Traditional Abbé refractometry requires the investigator to view down an observation tube and estimate the location of a dark-light boundary.1 The light scatter induced by a turbid medium, such as the corneal stroma, reduces the clarity of this dark-light boundary. This leads to uncertainty in judging the locus of the dark-light boundary and consequential systematic error and bias. A shift in stromal hydration from the normal physiological range is expected to further contribute to this uncertainty because such changes are associated with increased levels of stromal light scatter. The VCH-1 (Index Instruments, Huntington, UK) is an objective manual device for measuring the corneal refractive index based on the principles of Abbé refractometry.2 The instrument, designed for use in vivo, displays refractive index and an estimate of percentage water content based on theoretical models.4,5 The device has been calibrated, and its performance compared with more a traditional Abbé refractometer using appropriate liquids, hydrogel lenses, and turbid media such as pastes and creams.2,3 To date, the performance of the device has not been compared with a traditional Abbé refractometer using stromal tissue over a range of hydration values.

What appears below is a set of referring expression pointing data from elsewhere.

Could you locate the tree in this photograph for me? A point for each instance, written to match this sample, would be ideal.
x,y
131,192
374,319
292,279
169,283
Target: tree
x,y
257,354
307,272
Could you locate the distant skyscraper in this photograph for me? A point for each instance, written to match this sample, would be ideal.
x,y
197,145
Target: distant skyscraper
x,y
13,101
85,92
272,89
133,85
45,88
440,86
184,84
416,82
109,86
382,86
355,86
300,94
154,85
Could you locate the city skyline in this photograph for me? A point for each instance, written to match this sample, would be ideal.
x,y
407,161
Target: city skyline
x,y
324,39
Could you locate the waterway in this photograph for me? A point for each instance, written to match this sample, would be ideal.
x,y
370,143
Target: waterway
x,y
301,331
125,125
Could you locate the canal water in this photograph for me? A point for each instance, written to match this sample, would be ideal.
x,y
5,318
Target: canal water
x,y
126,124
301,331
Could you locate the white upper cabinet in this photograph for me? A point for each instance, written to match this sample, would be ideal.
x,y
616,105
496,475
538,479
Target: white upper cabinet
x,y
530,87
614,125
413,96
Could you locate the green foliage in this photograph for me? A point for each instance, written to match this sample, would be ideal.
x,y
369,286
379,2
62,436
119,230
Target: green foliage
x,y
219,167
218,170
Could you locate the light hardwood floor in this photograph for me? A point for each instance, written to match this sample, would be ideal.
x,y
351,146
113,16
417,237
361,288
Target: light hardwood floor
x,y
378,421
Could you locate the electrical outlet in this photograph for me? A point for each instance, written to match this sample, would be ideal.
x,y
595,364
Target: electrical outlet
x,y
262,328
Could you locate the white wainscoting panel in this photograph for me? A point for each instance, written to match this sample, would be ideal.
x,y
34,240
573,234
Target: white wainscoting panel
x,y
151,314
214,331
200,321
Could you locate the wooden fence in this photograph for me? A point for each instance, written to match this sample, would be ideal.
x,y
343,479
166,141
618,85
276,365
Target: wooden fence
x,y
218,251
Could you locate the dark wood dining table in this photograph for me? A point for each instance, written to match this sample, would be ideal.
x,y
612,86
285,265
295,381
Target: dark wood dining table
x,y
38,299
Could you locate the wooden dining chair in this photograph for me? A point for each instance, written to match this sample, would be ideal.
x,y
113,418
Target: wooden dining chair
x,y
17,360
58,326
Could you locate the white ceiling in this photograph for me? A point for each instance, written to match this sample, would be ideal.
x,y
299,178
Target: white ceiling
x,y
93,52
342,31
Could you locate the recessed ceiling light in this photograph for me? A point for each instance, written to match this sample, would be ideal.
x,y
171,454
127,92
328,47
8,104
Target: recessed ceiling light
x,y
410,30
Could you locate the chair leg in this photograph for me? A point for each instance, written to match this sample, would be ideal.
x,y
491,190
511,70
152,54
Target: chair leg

Several models link the refractive index of the stroma with hydration.4–8 Most of these models are based on the Gladstone-Dale law,9 assume the stroma is a single unit homogeneous medium and predict an inverse relationship between stromal refractive index and hydration. In contrast, the model according to Laing et al.6 is based on the empirical thickness-hydration relationship of the cornea10–12 These various derivations4–8 ignored the possible contribution of the stromal keratocytes on the overall refractive index. The influence of the keratocytes on the overall refractive index should be considered because of their significant contribution to the basic histology of the stroma13 The various models according to Maurice, Fatt and Harris, Laing et al.4–6 can be adapted allowing the possible effects of stromal keratocytes and variations in other stromal properties. These modifications are presented in the Appendix (the appendix is available online at http://links.lww.com/OPX/A108).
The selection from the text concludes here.